Arc de Triomphe in Paris (France) - monument
Location show on map
Place Charles de Gaulle at Champs Élysées Boulevard and Avenue de la Grande Armée, France, Paris
Date of build
The construction of the monument was commissioned by Napoleon in 1806 to celebrate his military conquest, especially at Austerlitz. At the top, the names of the greatest victories are carved in the semi-circle. Smaller victories are described inside the arc, along with the names of 558 generals (including several Poles), the names of those who fell on the battlefield are underlined.
The Arc de Triomphe is modeled on the Arch of Constantine in Rome, but it is twice as tall, it is 50 m tall, 45 m wide and 16 deep.
At the top of the arch Napoleon's monument was to be found, but after his fall, the idea was abandoned. Now there is an observation deck, which can be reached by elevator or stairs.
On May 22, 1855, Wiktor Hugo's body was solemnly laid at the monument.
On February 2, 1916, on the day of the Battle of Verdun, the sword held by the figure representing France was eliminated. The sculpture was hidden from the inhabitants, so that they would not consider it a sign of future misfortune.
On November 11, 1920, an unknown French soldier was burnt at the monument, since then every November 11 (the Day of Suspension of the Arms) the president has made a wreath there.

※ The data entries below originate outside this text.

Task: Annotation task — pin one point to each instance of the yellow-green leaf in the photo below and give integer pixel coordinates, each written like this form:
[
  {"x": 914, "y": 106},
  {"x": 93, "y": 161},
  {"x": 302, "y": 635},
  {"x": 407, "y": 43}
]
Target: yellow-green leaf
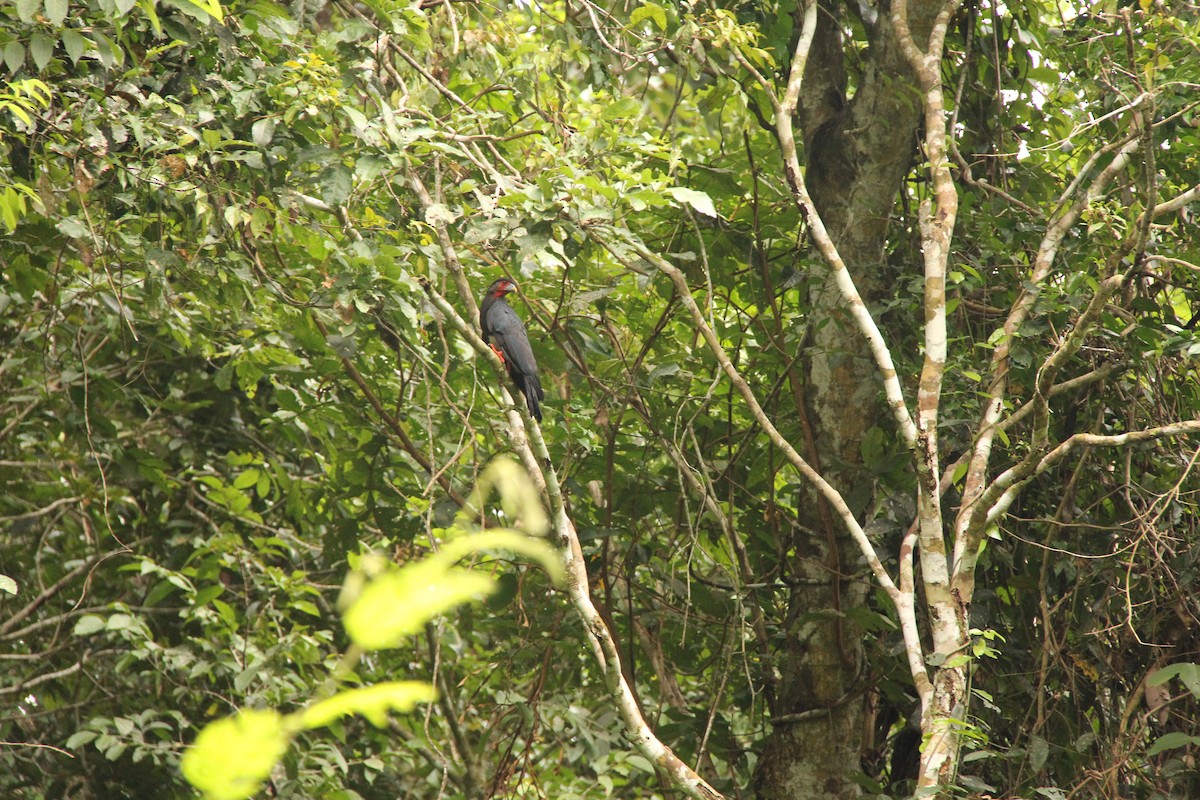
[
  {"x": 232, "y": 757},
  {"x": 400, "y": 602},
  {"x": 373, "y": 703}
]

The right side of the arch represents a sculpture known as "La Marseillaise". The left side of the arch represents Napoleon's triumph in 1810.
The Arc de Triomphe is an indicative mark in Paris because of its mass, beauty and the fact that 12 avenues cross each other where it stands.
When in 1730 the decision was made to build the monument, only 5 streets met in this place. The remaining 7 were added in the years 1853-1870.
The initial construction plans included building a huge elephant-shaped hotel with a theater. But because of the large number of elephant-shaped hotels around the world, this idea was abandoned.